Approximately 200 rising juniors and seniors discovered last week that they had not received a time slot for campus housing selection. These students are left with a handful of options: sign up for a wait list and hope a space opens up, search for a place to live off campus or plan to make the commute from home.
But not all of these students are satisfied with the choices they have been given or with the randomized process that dictates who gets a spot and who does not.
Students like Courtney Mulligan, a waitlisted sophomore music major who lives on Long Island, have fewer options than most. She said the drive from home can take up to four hours, so “commuting is out of the question.” She plans to study abroad next spring, which will complicate any off-campus housing contract.
Besides, said Melissa Tomlin, sophomore early education/MST major, students seeking to live off campus, including her former roommate, signed housing contracts as early as November, leaving waitlisted students at a disadvantage.
Unlike the initial lottery, the order of the wait list is made with consideration to students who live farther away, according to an e-mail from interim housing director Ryan Farnkopf.
“So I guess I’m just going to really hope that I’m high up on the list,” Mulligan said. “It’s kind of up in the air right now.”
She and other waitlisted students said they are concerned that they may not have as much time as they would like to make a decision for next year. Mulligan said an employee in Residential Education and Housing told her that she may not find out if she gets a spot until after the end of the semester.
Farnkopf said the wait list should be organized by April, and the College is typically able to provide most students on the wait list a space over the summer — though in the past, students have entered housing in the second or third weeks of the fall semester.
“If I’m not going to get housing, I need to make other plans … I need more advance than finding out in the summer,” Mulligan said.
Iris Tian, junior health and exercise science major, said that since she didn’t receive a time slot, she is now going through the “stressful” process of looking for housing off campus.
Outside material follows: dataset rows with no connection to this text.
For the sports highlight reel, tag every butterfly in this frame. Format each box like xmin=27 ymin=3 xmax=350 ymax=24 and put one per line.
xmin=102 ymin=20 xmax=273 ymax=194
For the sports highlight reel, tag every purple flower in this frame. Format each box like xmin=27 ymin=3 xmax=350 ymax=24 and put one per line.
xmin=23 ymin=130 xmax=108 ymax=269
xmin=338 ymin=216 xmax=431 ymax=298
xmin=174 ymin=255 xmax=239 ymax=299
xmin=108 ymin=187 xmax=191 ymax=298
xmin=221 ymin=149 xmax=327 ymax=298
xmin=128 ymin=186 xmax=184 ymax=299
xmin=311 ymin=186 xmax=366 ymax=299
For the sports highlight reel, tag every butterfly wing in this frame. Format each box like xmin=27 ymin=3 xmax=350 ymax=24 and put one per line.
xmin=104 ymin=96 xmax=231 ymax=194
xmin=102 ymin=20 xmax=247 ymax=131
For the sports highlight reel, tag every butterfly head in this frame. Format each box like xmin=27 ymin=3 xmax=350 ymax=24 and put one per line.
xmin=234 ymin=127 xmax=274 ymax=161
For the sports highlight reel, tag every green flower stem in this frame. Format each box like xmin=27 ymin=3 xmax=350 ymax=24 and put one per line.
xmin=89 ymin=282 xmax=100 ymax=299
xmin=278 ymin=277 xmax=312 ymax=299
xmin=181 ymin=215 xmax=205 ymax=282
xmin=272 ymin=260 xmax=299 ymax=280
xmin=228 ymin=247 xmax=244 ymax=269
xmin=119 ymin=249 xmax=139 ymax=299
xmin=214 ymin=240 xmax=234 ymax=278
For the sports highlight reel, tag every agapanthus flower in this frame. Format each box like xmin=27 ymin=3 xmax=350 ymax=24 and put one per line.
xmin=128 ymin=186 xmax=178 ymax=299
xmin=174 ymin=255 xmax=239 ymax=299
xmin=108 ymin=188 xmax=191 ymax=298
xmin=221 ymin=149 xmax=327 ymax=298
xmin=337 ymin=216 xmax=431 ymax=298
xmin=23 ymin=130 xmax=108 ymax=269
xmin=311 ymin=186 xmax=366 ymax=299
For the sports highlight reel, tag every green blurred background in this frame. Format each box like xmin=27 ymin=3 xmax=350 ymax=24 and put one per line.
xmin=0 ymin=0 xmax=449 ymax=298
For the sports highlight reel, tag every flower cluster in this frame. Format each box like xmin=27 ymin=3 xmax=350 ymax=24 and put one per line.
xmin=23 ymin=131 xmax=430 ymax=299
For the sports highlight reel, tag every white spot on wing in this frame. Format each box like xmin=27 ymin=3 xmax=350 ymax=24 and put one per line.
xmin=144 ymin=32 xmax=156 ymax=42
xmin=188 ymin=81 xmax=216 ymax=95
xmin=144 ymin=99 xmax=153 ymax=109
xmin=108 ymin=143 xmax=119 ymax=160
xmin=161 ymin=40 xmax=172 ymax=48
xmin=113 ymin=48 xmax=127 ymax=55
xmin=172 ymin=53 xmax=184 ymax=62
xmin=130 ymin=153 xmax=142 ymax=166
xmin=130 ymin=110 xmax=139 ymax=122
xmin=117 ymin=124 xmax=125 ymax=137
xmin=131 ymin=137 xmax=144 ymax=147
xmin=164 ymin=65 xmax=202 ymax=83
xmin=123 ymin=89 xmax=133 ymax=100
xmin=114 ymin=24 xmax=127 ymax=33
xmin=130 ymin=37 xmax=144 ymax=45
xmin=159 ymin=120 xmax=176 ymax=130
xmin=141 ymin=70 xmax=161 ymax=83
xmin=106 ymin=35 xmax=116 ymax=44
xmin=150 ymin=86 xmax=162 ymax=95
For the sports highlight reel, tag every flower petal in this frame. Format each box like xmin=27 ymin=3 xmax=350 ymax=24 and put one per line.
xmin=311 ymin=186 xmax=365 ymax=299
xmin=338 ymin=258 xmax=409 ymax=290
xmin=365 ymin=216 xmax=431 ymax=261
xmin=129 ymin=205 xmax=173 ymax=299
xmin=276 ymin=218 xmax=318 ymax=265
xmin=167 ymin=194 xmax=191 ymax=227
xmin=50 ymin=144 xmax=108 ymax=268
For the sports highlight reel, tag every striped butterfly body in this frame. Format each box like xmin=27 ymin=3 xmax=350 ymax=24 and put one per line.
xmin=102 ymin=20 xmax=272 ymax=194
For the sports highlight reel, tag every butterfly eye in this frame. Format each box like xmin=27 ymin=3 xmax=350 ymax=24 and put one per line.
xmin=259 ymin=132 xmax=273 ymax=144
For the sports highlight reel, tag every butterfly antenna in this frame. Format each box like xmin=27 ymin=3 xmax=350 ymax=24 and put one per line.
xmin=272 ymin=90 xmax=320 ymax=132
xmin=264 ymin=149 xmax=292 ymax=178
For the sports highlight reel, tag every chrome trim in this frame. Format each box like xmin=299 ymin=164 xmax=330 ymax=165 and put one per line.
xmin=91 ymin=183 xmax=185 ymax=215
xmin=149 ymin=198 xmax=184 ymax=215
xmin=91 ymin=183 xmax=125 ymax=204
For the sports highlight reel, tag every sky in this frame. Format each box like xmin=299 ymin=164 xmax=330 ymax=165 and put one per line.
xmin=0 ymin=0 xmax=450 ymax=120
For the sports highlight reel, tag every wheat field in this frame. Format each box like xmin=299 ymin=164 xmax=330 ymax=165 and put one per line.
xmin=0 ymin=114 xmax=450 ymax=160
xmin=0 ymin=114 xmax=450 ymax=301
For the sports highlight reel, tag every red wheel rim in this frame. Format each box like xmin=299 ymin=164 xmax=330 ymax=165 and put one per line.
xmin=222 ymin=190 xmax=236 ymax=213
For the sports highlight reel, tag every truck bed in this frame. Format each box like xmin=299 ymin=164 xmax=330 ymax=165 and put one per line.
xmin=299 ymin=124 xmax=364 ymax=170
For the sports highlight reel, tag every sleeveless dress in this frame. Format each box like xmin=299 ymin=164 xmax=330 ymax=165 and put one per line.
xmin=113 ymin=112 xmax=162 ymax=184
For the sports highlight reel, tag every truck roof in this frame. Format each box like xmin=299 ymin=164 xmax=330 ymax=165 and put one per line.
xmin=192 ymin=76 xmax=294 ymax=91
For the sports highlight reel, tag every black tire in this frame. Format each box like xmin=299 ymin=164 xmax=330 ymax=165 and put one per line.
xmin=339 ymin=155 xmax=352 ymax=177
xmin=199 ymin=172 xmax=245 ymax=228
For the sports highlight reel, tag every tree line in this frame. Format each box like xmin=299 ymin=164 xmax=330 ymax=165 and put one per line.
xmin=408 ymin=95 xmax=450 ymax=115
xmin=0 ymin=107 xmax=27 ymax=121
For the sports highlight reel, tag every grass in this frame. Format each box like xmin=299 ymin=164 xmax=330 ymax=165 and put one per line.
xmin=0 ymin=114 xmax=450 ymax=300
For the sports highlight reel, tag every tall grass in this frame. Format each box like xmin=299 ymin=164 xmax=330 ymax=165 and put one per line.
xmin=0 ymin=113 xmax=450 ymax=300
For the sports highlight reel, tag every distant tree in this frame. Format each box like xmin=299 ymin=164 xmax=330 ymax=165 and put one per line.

She knows other students who are doing the same.
“They’re all struggling to find housing around here,” she said.
One of her complaints relates to ResEd and Housing’s extension of the housing application deadline — the original window, Monday, Feb. 7 to Friday, Feb. 11, was expanded through Sunday, Feb. 13, without a clear explanation, according to Tian.
“We did not offer a justification to the entire residential population,” Farnkopf said, “but those students who needed to resubmit an application or deposit payment because of a transaction error or denied credit card were notified in advance and informed of the necessary steps separately.”
Farnkopf said the extension was necessary to deal with pending applications from rising sophomores.
“Since rising sophomores are guaranteed housing, and this is their first time going through the process, we are typically a bit more lenient with their applications,” he said. “Unfortunately, the portal does not allow us to restrict rising juniors and seniors while permitting rising sophomores.”
The dates by which students applied, as long as they met the extended deadline, did not influence the lottery results, according to Farnkopf. He said the weekend deadline extension happened last year, as well, but that most students probably do not remember this because there was no housing cutoff.
Tian, Mulligan and Tomlin are among those who met the original deadline and did not receive time slots.
Tian attributes this to a flaw in the process: “I just don’t think it’s fair that the people who really wanted housing and actually got the money in time had, I guess, the same chance of getting housing as the other people who missed the deadline,” she said.
She is not the only one who has expressed this sentiment. On Feb. 22 — the day that rising juniors and seniors learned whether or not they had time slots — Tian and a few other students left comments on the TCNJ Housing Facebook page complaining that students who met the Feb. 11 deadline deserved to be given preference.
At first, the TCNJ Housing administrator responded, “Thanks for the feedback, everyone. We will certainly take this into consideration for next year.”
As of Feb. 23, however, the comments had been removed.
Farnkopf said he was not aware of the Facebook thread, but he noted that deletions had been made in the past.
“Our Facebook page is a means of answering questions and disseminating information,” he said. “We have deleted comments and threads in the past if people posted inaccurate information, hostile, derogatory or inappropriate remarks or were using the forum to vent their frustrations.”
Tian was skeptical. “I feel like they’re trying to hide the fact that they did something wrong and didn’t tell the students why they extended the deadline in the first place,” she said.
Farnkopf defended ResEd and Housing’s non-preferential policy.
“If we began taking application date into consideration, the lottery cutoff would be first-come, first-serve rather than a randomized process,” he said.
Yet to Mulligan and Tomlin, who will live in Norsworthy Hall until the end of the semester, a randomized process may not be the best process.
Mulligan said she thinks the distance of a student’s home from campus should be taken into account from the beginning. Tomlin suggested a merit-based system of preference that takes into account, for example, whether or not students have been docked.
Both agreed that the quality of students’ accommodations one year should affect their housing status the next.
“There are some people that go through it getting the best dorm every year and getting housing, going from living in Eickhoff or New Res, to next year, getting apartments,” Mulligan said. “And then there are people like us, who go from Norsworthy to nothing.”